US: Growing
danger of children overdosing from opioids
By Kathleen Martin
24 July 2017
On June 23, 10-year-old Alton Banks returned home from the local
swimming pool in Miami, Florida, and became violently ill, vomiting uncontrollably.
His mother Shantell called an ambulance right away, but her son was pronounced
dead only hours later. The autopsy revealed that the child overdosed on heroin
and fentanyl.
Alton Banks was not using opioids, prescription or otherwise, at
the time of his death. The Miami Dade State Attorney released his toxicology
results last week to the public to raise awareness of the opioid crisis. This
crisis is now claiming the lives of children and seeping into aspects of
everyday life for millions of people, whether they are using the drugs or not.
Synthetic opioids like fentanyl and carfentanil are so powerful
that even a few grains of the drugs can result in fatality. Accidentally and
unknowingly coming into contact with the drug, as in the case of Alton Banks,
can be lethal, especially for children, whose tolerance is much lower than
adults. In Miami-Dade County from 2005 to 2015 opioid-related overdoses were
around 100. In 2016 that number more than doubled, with 229 reported. Fentanyl
was detected in 376 overdoses from 2014 to 2016 in the same area.

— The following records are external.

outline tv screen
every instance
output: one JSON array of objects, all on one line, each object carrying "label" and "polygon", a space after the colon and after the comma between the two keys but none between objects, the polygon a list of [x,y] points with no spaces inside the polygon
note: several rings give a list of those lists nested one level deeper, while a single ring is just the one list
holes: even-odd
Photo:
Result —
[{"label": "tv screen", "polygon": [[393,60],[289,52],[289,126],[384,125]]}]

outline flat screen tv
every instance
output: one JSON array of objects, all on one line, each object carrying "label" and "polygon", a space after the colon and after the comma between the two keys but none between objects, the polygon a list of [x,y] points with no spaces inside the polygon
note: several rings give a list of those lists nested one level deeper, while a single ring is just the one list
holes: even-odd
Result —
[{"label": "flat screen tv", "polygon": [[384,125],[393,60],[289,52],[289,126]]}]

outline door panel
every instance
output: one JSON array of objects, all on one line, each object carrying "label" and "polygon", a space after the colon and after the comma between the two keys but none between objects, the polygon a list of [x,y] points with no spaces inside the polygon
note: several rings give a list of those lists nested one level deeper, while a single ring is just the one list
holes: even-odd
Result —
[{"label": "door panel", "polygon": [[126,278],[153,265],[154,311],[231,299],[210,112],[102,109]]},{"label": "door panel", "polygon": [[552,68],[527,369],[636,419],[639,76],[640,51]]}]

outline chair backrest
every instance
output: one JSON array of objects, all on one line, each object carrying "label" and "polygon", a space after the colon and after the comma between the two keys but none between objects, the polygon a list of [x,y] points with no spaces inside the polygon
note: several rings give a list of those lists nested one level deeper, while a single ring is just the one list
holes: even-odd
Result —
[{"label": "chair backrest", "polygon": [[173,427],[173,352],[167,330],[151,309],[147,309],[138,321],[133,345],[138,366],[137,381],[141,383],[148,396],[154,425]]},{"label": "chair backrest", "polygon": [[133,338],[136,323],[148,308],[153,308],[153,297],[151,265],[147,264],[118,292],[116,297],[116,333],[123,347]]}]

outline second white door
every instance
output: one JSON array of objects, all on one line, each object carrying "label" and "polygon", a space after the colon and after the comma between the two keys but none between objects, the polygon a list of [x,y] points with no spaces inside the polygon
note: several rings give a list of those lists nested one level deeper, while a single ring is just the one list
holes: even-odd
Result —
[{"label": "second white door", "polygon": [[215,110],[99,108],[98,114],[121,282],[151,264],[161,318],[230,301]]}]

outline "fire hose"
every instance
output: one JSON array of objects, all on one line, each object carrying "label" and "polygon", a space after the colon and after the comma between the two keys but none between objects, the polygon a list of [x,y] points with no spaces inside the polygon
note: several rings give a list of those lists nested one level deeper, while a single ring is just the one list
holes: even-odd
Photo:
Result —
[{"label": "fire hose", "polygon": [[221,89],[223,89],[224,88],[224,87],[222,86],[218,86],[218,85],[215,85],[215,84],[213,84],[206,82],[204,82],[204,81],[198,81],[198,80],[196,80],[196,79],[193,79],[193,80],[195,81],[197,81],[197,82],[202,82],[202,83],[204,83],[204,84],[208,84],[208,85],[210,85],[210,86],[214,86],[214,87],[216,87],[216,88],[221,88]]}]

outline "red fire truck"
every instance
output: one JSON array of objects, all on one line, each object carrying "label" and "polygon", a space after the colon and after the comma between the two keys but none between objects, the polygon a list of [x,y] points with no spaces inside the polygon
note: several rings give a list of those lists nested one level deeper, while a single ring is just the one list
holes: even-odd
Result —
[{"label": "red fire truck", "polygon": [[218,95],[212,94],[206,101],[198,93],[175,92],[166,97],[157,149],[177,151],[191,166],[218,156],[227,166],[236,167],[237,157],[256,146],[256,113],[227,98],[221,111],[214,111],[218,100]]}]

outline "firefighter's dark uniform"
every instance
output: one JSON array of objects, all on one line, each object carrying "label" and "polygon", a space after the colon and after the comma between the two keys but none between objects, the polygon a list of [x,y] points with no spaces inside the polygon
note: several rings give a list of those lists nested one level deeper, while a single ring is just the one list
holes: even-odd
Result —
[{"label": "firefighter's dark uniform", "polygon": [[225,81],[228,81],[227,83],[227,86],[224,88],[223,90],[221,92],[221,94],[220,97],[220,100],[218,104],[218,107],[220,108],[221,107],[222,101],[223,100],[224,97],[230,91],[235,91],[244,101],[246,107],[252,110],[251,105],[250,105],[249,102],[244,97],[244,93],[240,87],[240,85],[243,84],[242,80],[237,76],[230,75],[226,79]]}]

In Manchester, New Hampshire, a six-year-old has been placed in
the care of a relative after a near-death accidental overdose last week.
Emergency responders used naloxone, or Narcan, to revive the child.
New Hampshire has seen a 191 percent increase in opioid-related
deaths since 2012. In 2016 there were five reported emergency room visits for
opioids in children aged nine and under, and 176 for children aged 10-19,
according to the New Hampshire Drug Monitoring Initiative.
A police lieutenant in Manchester told local news stations, “When
you have a young child, it could be as simple as touching an area on a kitchen
table, or a spoon, or a sink, or a doorknob.”
No arrests have been made in either the Miami or the Manchester
case. It is possible that in both cases the children came into contact with the
drug nowhere near their homes. Instances like these, if the family is accused
of being responsible for the overdose, could result in children being wrongly placed
into the already overcrowded foster care system.
Children who live in neighborhoods with high rates of opioid abuse
could quite easily, like young Alton Banks, come into contact with the deadly
drugs. Narcan is administered in many emergency cases of cardiac arrest.
However, if it is unclear whether a cardiac arrest is happening it may not be
the first choice for emergency medical responders, particularly in the case of
a child, where what might be an overdose would generally be considered an
illness.
The states hardest hit by the opioid crisis are in the
northeastern US. But many large cities, including Miami and San Francisco, have
seen an uptick in opioid overdose deaths. In 2016, opioid-related deaths in
Miami hit 325.
In addition to the very real danger of unknowingly ingesting a
lethal opioid comes the threat of contracting a blood-borne illness—such as
hepatitis or HIV—from accidentally coming into contact with used drug
paraphernalia, including discarded syringes, needles and spoons. Reflective of
the spread of the crisis nationally, states hardest hit such as New Hampshire,
Maine and Massachusetts—as well as large cities like San Francisco—began
tracking found used needles in 2016.
Manchester, where the six-year-old was exposed, recorded 570 used
syringes found in public in 2016 and 247 in the first half of 2017. In March
2016 in San Francisco, more than 2,900 used syringes had been collected for the
year to date; by the same month this year that number had increased to over
13,000.
Needles are often discarded in public places due to fear of
prosecution for possession of drug paraphernalia. In an effort to discourage
users from publicly discarding the hazardous needles, more than 30 states have
implemented needle “exchange programs.” The programs allow a person using
syringes for injection to turn in old needles for new, clean ones at local
hospitals. Some programs have stopped distributing needles to people who do not
have used needles to turn in.
The need for such programs exposes the lack of funding for
rehabilitation programs or research into other medicines as alternatives to the
lethal and highly addictive opioids.